Oscar Wilde notoriously maintained that “the first duty in life is to be as artificial as possible,” and Chinese artist Ming Fay unquestionably pursues Wilde’s directive, fabricating entangling, teeming, madly exotic jungle environments out of the most mundane, flimsy materials like papier-mâché and wire, urethane foam, lurid, glistening paint.  Enveloping viewers in his looping lianas, bobbling strange fruits, and succulent seedpods, peeing incubi and succubi, and other unsettling fleurs du mal the artist has created various mock-organic ecosystems, expressionistic environments that emanate a feverish kind of coiled energy, “an edgy, Darwinian tension,” in the words of one critic, Jungle Tango embodies the “unchecked nature of the jungle [and] unrestrained places that can be beyond human control.”

“My sculpture comments on the botanical world and its relationship to humans,” New York-based, Shanghai-born Fay says, “ranging from oversized plant forms to complex, overgrown environments reminiscent of science fiction films.”  “The garden that I have created is a mindset where I cultivate an imagined place for mystical forms to exist.”  This viewer felt, somewhat queasily, that Fay’s “imagined place” might be seen as an ever-so-slightly unhinged world of slithering life-forms run rampant, like extraterrestrial kudzu.  (The one element lacking was a soundtrack of uncanny birdcalls and ominous jungle rustlings.

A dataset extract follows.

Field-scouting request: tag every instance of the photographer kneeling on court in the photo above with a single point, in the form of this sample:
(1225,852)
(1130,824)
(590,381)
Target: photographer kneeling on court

Given that we seem immersed, today, in a sea of things MADE IN CHINA, it is important to clarify that this calligraphic, floating forest of reeds, branches, and surreal species was MADE IN QUEENS, a commission for a vast, glassed-in atrium space in an office complex.  Jungle Tango, like earlier, similar works by this artist, is based on a conscious mingling of Asian and Western botanical, horticultural, anthropomorphic, and zoological phenomena that, for Fay, become metaphors for man, nature and nature in our hyper-cultivated, overheated—we’re speaking globally, here—interbred world of the twenty-first century.

Fay compares his work to that of botanists and scientists ransacking land and sea for specimens with which to conduct experiments in grafting, transplating, and crossbreeding—and more infernal practices.  For some, the ecosystems of Fay may prompt recollections of the similarly biomorphic, large-scaled, and enveloping sculptures of the prematurely deceased American artist, Nancy Graves.  She, too, enjoyed the study of nature and the multiplicity of its vegetation, and those elements, hybridized with other natural, or manmade found objects were the armatures for her complex bronze castings.  Fay elects to fabricate in more ephemeral media, but the two artists’ works—East meets West—have a common impulse: to generate novel, seductive forms.

It is quite possible that future, festive trips to the Farmers Market may never feel quite the same once you’ve had Ming Fay demonstrate for you the secret of life- now sprightly, now creepy-crawly—of fruits and veggies.